On a related note, some Chinese universities are expanding their AI course offerings. (archived) For example, perhaps the nation’s most esteemed institution, “Tsinghua University plans to take on 150 undergraduate students for a new academy to ‘cultivate talent in fields that integrate AI with other disciplines,’ official news agency Xinhua reported on Sunday.” Note the rationale: “The report said the aim was to ‘serve the needs of the country’s strategy and the development of society.’” The same article reports that some students are using AI assistants in their studies.
At a still larger level, the American Association of Colleges and Universities (AAC&U) surveyed several hundred campus leaders, “university presidents, chancellors, provosts, rectors, academic affairs vice presidents, and academic deans,” about AI on campus. The results are fascinating and useful, starting with the stated opinions that supermajority of faculty and students - but not faculty - are using generative AI. More faculty support is needed for the age of AI, including mitigating AI-enabled cheating, which respondents saw on the rise. There’s also this caution:
Large majorities of these leaders cite specific hindrances to GenAI adoption and integration at their schools. The challenges most often mentioned include faculty unfamiliarity with or resistance to GenAI, distrust of GenAI tools and their outputs, and concerns about diminished student learning outcomes.

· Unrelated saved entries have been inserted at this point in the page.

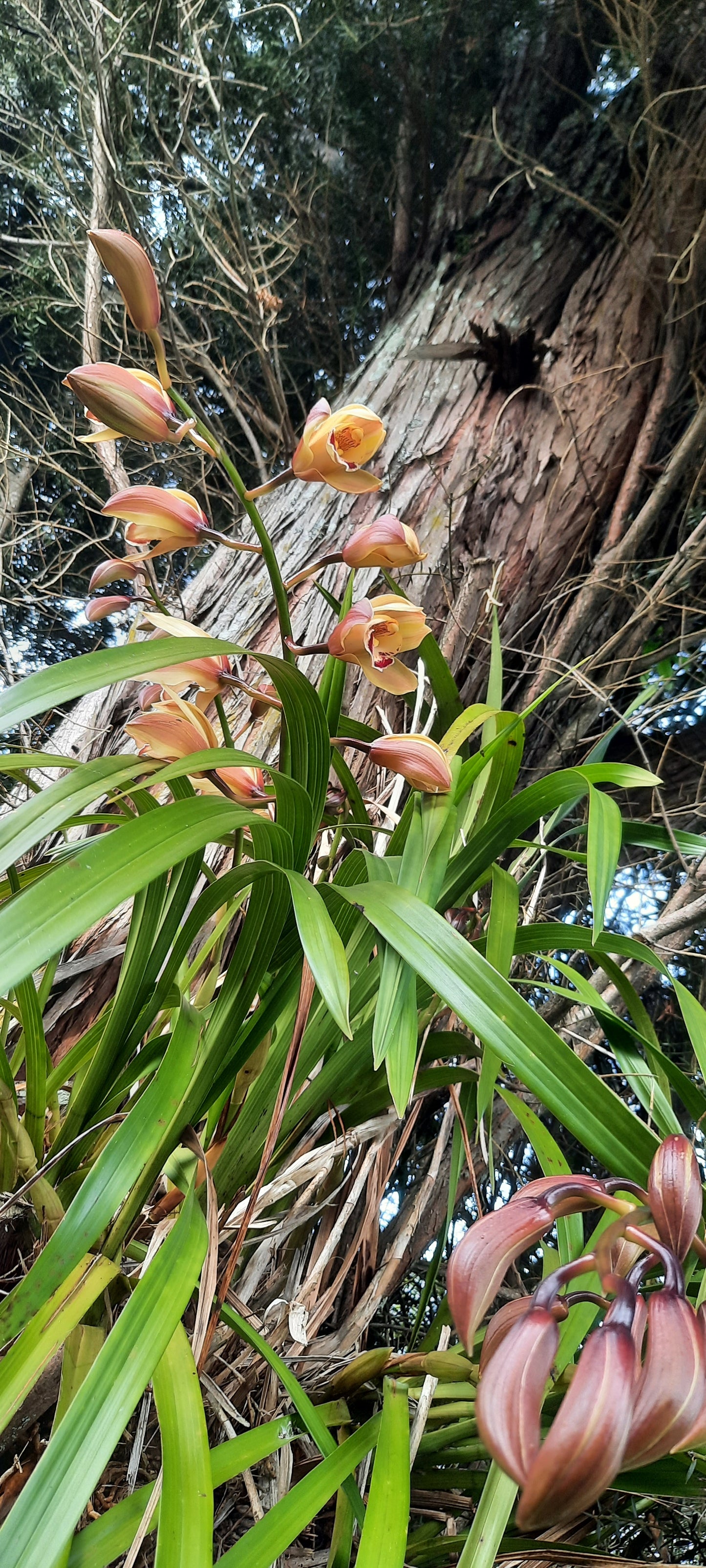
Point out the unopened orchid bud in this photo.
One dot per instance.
(672, 1385)
(384, 543)
(374, 632)
(335, 447)
(125, 403)
(675, 1194)
(125, 570)
(418, 758)
(169, 520)
(584, 1449)
(98, 609)
(512, 1390)
(481, 1261)
(501, 1324)
(697, 1435)
(125, 258)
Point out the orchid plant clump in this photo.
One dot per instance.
(332, 452)
(303, 973)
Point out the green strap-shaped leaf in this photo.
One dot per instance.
(306, 730)
(90, 671)
(308, 1413)
(384, 1539)
(47, 1510)
(507, 1023)
(44, 813)
(129, 1153)
(47, 1330)
(570, 1230)
(324, 948)
(186, 1529)
(490, 1520)
(473, 863)
(262, 1545)
(551, 935)
(107, 871)
(109, 1537)
(503, 924)
(604, 846)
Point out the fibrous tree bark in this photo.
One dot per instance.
(537, 363)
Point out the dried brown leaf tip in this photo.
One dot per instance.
(639, 1385)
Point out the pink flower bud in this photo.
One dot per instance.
(675, 1194)
(335, 447)
(512, 1390)
(384, 543)
(584, 1449)
(672, 1385)
(169, 520)
(501, 1324)
(134, 275)
(419, 759)
(125, 570)
(481, 1261)
(126, 402)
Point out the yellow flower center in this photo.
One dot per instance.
(347, 438)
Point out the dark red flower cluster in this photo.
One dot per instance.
(623, 1409)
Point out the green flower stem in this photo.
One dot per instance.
(223, 722)
(259, 527)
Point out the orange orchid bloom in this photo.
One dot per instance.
(115, 571)
(335, 447)
(176, 730)
(171, 518)
(374, 632)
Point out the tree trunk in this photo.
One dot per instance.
(512, 449)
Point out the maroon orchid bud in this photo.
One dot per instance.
(672, 1383)
(584, 1448)
(501, 1324)
(482, 1258)
(512, 1390)
(697, 1432)
(675, 1194)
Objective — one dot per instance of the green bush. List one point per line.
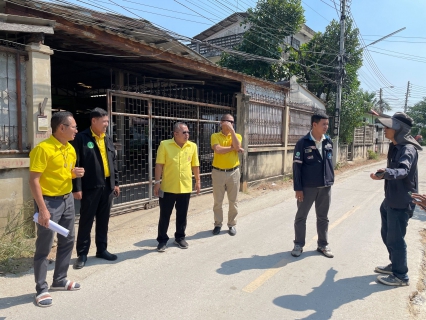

At a meta-level, the AAC&U survey is also useful for what is shows about what academic leaders think is happening with AI. It’s very important that we have such studies; thank you to AAC&U.
Some reflections on these stories:
I’m fascinated by the different reasons academics have for doing AI work. For some it’s research to make something new, while for others it’s to study AI itself. Rationales for doing more AI teaching range as far afield as supporting national strategy, better preparing students for careers, and keeping one college afloat.
Similarly, I’m struck by the huge diversity of approaches campuses are taking. There’s analytical research, producing new stuff, crafting class policies, making new curricula, launching an initiative, etc.
It’s important to note the rise of collaborative projects. Within campuses, the Emerson and Bowdoin efforts show the importance of interdisciplinary work. Then it’s great to see inter-campus projects - once again, community colleges show the way.
At the same time it’s vital to keep an eye on what the AI corporations are providing, and how that is rapidly developing. I know this is a cliche, but it’s true.
Next up: we turn the scanner to other domains.
(thanks to a bunch of friends and colleagues for links and ideas, including Tom Lairson, Howard Rheingold, and Peter Shea)
Just a quick note. I was able to watch your virtual presentation at a staff event at SLCC. Great presentation!
There’s an obsession with AI in the project management community too, and everyone is using AI chat bots that are clearly Artificial but completely lacking in intelligence.